4. He had a daughter he initially didn't acknowledge: In 1978, the same year Apple released its seminal Lisa computer, Jobs' on-again-off-again girlfriend Chris-Ann Brennan gave birth to a little girl, also named Lisa. Jobs' insisted that the computer name Lisa stood for “Local Integrated Software Architecture” and denied that he was the baby's father. While Jobs' career took off, Brennan and her daughter lived on welfare. Eventually, however, he acknowledged paternity and took Lisa in to live with him when she was in her teens. He sent her to Harvard, where she graduated in 2000. Lisa Brennan-Jobs is now a successful magazine writer, having penned articles in Vogue and O, The Oprah Magazine. 

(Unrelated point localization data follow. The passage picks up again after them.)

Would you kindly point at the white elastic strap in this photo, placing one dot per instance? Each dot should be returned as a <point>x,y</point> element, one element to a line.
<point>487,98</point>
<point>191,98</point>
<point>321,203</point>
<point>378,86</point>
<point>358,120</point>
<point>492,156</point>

5. His wife, Laurene Powell Jobs, is a knockout: Jobs met his wife, Laurene, at Stanford University, while he was speaking at a class. They married -- in a Zen Buddhist ceremony in Yosemite National Park -- in 1991 and have three children: a son and two daughters. (Like her husband, Laurene is a vegetarian.) A graduate of the University of Pennsylvania with an MBA from Stanford Graduate School of Business, she sits on the boards of directors for many arts, women's rights, and education organizations.  

Did you feel you had a clear sense of the man who brought us the iPad, iPod, iPhone, and so much more? Did the details of his life surprise you?